Schatzsucher könnten im Schweizer Klärschlamm fündig werden. Kiloweise Gold und Silber im Wert von insgesamt 3 Millionen Schweizer Franken (2,6 Millionen Euro) werden jährlich ins Abwasser der Eidgenossen gespült.

Am Dienstag legte das Institut eine Analyse vor: In den Kläranlagen kommen demnach jedes Jahr allein 3000 Kilogramm Silber und 43 Kilogramm Gold zusammen. Der aktuelle Wert liege bei rund 2,6 Millionen Euro. Dabei handele es sich nicht um Schmuck wie Ketten und Ringe, die versehentlich im Abfluss landeten.
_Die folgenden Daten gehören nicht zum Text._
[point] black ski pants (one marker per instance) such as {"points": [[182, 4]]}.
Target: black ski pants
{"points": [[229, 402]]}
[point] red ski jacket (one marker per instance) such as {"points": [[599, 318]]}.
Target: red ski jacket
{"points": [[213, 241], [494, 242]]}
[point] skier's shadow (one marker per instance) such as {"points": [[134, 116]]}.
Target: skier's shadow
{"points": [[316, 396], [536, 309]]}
Es geht laut der Forschungsanstalt vor allem um Rückstände aus der Industrieproduktion.

An einzelnen Klärwerken im Tessin sei die Goldkonzentration so hoch, dass sich womöglich eine Rückgewinnung lohnen würde, so die Forscher. In der Gegend gebe es viele Goldraffinerien.

Die Studie weist auch teils erhebliche Mengen anderer Metalle und Spurenelemente sowie seltene Erden nach. Beispielsweise aus der Chemie- und Pharmaindustrie sowie aus der Hightechforschung.